We started providing this important “music intelligence” to radio stations and record labels four years ago and I’m happy to say that over time the discomfort associated with using streaming research to properly align radio playlists is beginning to turn to confidence.
Yet most radio stations still prefer other methods to gauge song popularity in this digital age of tech that puts essentially all the available music at consumers’ fingertips.
The slow adoption of radio to use this amazing technology and data has resulted in most radio formats missing the right songs when it comes to properly representing their listeners’ tastes.
Like it or not, radio listeners continue to want the “hits” from their favorite stations and, depending on the format, those listeners generally like to discover new songs as well. Research has shown that radio is the number one way most people discover songs be they old or new.
And just to be clear, “music discovery” doesn’t necessarily refer to new recently released songs. Depending on the generation, music discovery means different things. For Quintile Four or Five music consumers - deemed occasional listeners by the amount of time they listen to music in a given week - we often see songs that have been big hits for weeks listed by some of these listeners as having “just discovered that song”.
So, here at Bridge Ratings, while supplying the radio and record industries with all this data weekly, we also keep track of how the industry as a whole is performing at reflecting true listener-song appeal.

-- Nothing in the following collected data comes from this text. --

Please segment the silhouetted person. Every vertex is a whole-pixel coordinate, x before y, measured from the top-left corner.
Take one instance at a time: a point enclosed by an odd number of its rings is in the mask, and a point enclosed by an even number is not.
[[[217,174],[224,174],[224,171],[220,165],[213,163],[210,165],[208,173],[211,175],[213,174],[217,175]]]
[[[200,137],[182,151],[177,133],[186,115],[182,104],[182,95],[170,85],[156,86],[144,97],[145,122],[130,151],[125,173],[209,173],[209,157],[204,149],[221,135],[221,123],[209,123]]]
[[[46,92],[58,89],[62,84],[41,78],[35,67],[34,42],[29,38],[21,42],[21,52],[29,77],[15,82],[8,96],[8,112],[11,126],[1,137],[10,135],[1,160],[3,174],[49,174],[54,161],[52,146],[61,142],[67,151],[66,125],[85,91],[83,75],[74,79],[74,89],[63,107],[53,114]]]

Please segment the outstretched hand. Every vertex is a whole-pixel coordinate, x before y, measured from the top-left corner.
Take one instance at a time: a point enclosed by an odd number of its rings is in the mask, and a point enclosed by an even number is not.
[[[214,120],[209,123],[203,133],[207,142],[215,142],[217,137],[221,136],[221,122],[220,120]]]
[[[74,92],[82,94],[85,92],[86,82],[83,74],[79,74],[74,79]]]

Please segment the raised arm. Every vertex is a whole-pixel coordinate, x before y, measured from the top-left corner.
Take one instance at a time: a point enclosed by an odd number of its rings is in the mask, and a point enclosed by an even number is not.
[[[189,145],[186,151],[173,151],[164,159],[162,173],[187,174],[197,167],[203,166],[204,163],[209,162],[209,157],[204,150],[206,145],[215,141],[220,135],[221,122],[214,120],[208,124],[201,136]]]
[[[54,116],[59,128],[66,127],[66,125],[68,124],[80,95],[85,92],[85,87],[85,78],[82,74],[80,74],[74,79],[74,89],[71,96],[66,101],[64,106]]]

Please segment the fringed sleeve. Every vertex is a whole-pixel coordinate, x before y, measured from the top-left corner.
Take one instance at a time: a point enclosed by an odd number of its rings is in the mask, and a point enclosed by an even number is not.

This month’s results are mixed and they represent a typical month in the radio business for music adds.
We look at a national group of radio stations in six major radio formats, note the songs they’ve added and compare that list of “industry adds” with the reality of streaming song popularity at the time of those adds to playlists.
Keep in mind, the musically “active” radio listener - even passive radio listeners who may not stream as much music as the heavy users of streaming platforms - tend to be more aware of popular songs much sooner than radio programmers and record labels give them credit.
The following chart compares our Song Adds “Miss/Hit” rates from June 2019 with the industry’s rates from June 2018.
Interestingly, 4 of six of the radio formats we analyzed improved year over year. Alternative Rock and Country are not doing as well with music adds this year compared to last.
There may be reasons for this including the subjective judgement as to whether music released this June is as good as it was last year. The reality is that “good” is in the mind of the listener and the songs that are added to radio playlists are generally still missing the target.
As a whole -based on these six main radio formats - 53% of the songs added by the industry this month are true listener favorites based on the streaming data we track which is based on millions of data points each week. 47% were missed.
That 47% miss figure is an increase from our analysis from the entire year 2018 in our report “Radio Missed Some Hits Last Year” when we found the industry missed or underplayed 40% of the most popular streamed songs of the year.
Certainly, music consumers use many options to hear their favorite songs and radio remains in the mix alongside increasingly popular streaming platforms like Spotify, Apple Music and Amazon Music.
Before the potent research data of on-demand streaming, radio programmers used to “pick the hits”. They listened to songs and determined for listeners what deserved to be heard on the radio.
Today, though, the listener is in command and radio programmers who heed the data are seeing improved station loyalty, more frequent listening occasions and longer time-spent-listening.
From the data we see each week, radio can do a better job of not “picking the hits”, but by simply playing the hits.